GSA Connects 2021 in Portland, Oregon

Paper No. 68-10
Presentation Time: 10:55 AM


ZHOU, Lingli1, HITZMAN, Murray2, HOLLIS, Steven P.3, DRAKOU, Foteini4, MCCLENAGHAN, Sean4 and GUVEN, John2, (1)Geological Survey Ireland, Irish Centre for Research in Applied Geosciences (iCRAG) | School of Earth Sciences, University College Dublin, O'Brien Centre for Science (East), University College Dublin, Belfield, Dublin 4, Ireland, Dublin, 4, Ireland, (2)Irish Centre for Research in Applied Geosciences (iCRAG), O'Brien Centre for Science (East), University College Dublin, Belfield, Dublin 4, Ireland, Dublin, 4, Ireland, (3)School of Geosciences, University of Edinburgh, Edinburgh, EH9 3FE, United Kingdom, (4)Department of Geology, Trinity College Dublin, Irish Centre for Research in Applied Geosciences (iCRAG), Dublin, 2, Ireland

The Irish Midlands host a world-class Zn-Pb district with deposits occurring within Lower Carboniferous marine carbonate rocks. Critical metals have not been traditionally targeted by exploration, although analyses have shown that Ge can be utilised for trace-element vectoring.
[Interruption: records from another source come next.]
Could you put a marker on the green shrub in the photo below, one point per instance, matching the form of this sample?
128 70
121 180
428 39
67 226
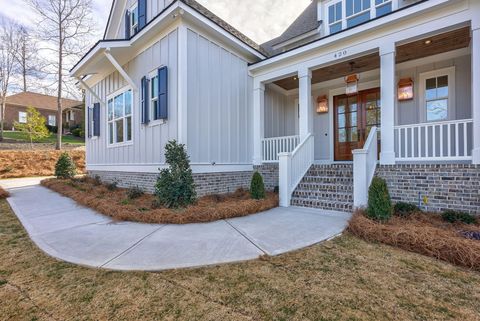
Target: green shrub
379 203
456 216
175 186
257 188
134 192
405 209
65 167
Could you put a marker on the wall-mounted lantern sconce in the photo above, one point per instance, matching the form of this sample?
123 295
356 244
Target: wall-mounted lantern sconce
352 84
405 89
322 104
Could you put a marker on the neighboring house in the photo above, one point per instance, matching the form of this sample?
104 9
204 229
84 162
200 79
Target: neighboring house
301 108
16 109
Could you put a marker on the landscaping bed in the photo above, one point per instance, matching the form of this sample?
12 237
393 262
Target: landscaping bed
425 233
17 163
132 205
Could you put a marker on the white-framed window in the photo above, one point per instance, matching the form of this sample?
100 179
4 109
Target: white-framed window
22 117
437 90
52 120
335 17
119 117
134 19
342 14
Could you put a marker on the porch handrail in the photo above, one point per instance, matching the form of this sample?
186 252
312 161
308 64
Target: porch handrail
443 140
293 167
275 145
364 165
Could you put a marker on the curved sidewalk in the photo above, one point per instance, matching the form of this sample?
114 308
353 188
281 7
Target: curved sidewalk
76 234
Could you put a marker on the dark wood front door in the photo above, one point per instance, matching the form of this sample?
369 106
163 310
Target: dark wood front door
354 116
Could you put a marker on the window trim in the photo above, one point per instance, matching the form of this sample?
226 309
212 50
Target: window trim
107 122
450 72
151 75
25 116
133 26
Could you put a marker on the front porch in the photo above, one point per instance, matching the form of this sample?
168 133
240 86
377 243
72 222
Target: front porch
439 124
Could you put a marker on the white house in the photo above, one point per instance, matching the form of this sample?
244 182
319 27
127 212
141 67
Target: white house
350 89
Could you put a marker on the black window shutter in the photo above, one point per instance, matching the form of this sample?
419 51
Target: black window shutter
127 25
163 93
96 119
145 100
89 122
142 14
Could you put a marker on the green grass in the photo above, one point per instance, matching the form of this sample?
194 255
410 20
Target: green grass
23 137
343 279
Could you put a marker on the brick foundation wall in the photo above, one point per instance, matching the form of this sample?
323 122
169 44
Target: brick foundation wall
447 186
270 175
206 183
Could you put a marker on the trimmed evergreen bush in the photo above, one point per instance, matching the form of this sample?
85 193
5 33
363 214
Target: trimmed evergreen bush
379 203
403 209
175 186
456 216
65 167
257 188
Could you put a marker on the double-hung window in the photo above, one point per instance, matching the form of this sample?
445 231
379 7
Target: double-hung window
22 117
357 12
154 110
52 120
119 118
134 19
437 89
335 17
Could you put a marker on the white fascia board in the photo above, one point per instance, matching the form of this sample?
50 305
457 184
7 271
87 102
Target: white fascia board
217 29
377 23
362 44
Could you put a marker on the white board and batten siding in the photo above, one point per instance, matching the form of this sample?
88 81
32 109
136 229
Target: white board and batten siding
148 141
219 104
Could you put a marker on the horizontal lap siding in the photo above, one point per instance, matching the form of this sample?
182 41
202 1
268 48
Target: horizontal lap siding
219 104
148 142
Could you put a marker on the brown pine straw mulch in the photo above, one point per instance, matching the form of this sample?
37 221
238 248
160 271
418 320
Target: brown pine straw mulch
423 233
16 163
117 205
3 194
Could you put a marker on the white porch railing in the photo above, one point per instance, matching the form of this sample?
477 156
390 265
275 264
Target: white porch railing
364 164
276 145
293 166
438 141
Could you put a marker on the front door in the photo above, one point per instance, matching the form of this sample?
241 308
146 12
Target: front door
354 116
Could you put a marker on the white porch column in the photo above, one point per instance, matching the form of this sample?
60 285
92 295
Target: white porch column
388 89
476 90
258 122
305 102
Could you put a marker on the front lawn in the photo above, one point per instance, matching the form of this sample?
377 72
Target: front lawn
343 279
23 137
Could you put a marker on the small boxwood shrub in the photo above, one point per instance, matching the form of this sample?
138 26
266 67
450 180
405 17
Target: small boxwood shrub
403 209
379 203
457 216
257 187
175 186
134 193
65 167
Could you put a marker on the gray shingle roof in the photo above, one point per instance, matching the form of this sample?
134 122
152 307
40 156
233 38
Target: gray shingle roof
306 22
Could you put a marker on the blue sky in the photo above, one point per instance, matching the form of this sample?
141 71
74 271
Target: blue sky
261 20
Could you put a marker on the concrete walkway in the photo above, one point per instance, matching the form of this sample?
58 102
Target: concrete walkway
79 235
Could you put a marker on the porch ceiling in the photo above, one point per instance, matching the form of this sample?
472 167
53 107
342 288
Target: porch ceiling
448 41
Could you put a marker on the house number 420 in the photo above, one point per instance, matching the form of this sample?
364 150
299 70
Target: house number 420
340 54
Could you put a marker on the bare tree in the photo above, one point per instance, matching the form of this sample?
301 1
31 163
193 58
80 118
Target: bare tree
65 26
29 63
8 49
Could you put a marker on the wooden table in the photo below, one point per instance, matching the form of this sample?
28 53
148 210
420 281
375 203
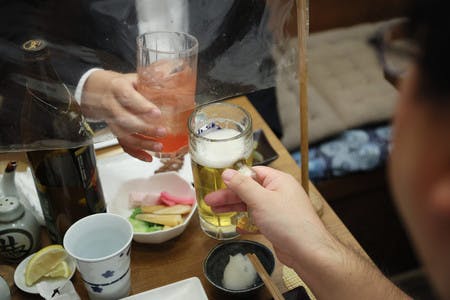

Nevertheless, sphalerite, the chief sulphide mineral in the Irish Midlands, incorporates a broad range of trace elements, including Ga, Ge and In all of which could potentially be recovered as smelting by-products. However, there is little publicly available data concerning the content of these metals in Irish ores. The growing usage of these metals in high-tech applications such as smartphones (Ga, In), fibre-optic cables (Ge) and photovoltaic cells (Ga, Ge, In) has seen a rapid increase in their economic importance as well as supply security-related concerns which are reflected in their critical raw material designation internationally.

The current study investigated the deportment of Ga, Ge, In in the Irish Zn-Pb deposits using a combination of in-situmicro-analytical techniques, i.e. SEM and LA-ICPMS. Sphalerite ore samples from ten Irish Zn-Pb deposits and occurrences were analysed for the trace element composition and distribution. The results of 1441 spot analyses show that Irish sphalerites contain a moderate amount of Ge (mean=65.89 ppm, n=1434) and very minor Ga (mean= 8.98 ppm, n=1426) but are relatively depleted in In (mean=3.57 ppm, n=371). In order to understand the possible enrichment mechanism of Ge, a statistical approach was applied to analyse the dataset and evaluate the element correlation. A notable positive Pearson correlation (r) was observed for Ge with Fe (r=0.356), Ag (r=0.207), Sb (r=0.207), As (r=0.169), Cu (r=0.139) and Tl (r=0.055), while Cd (r=-0.184) is negatively correlated with Ge. This likely suggests that the incorporation of Ge into the Irish sphalerite crystal structure occurs through coupled substitutions and is collectively controlled by the availability of those cations in the hydrothermal fluids. Individual deposits and sphalerite grains display variations of Ge content that likely reflect control by the source and physiochemical condition of the mineralising fluids as well as the occurrence of co-crystallised mineral phases.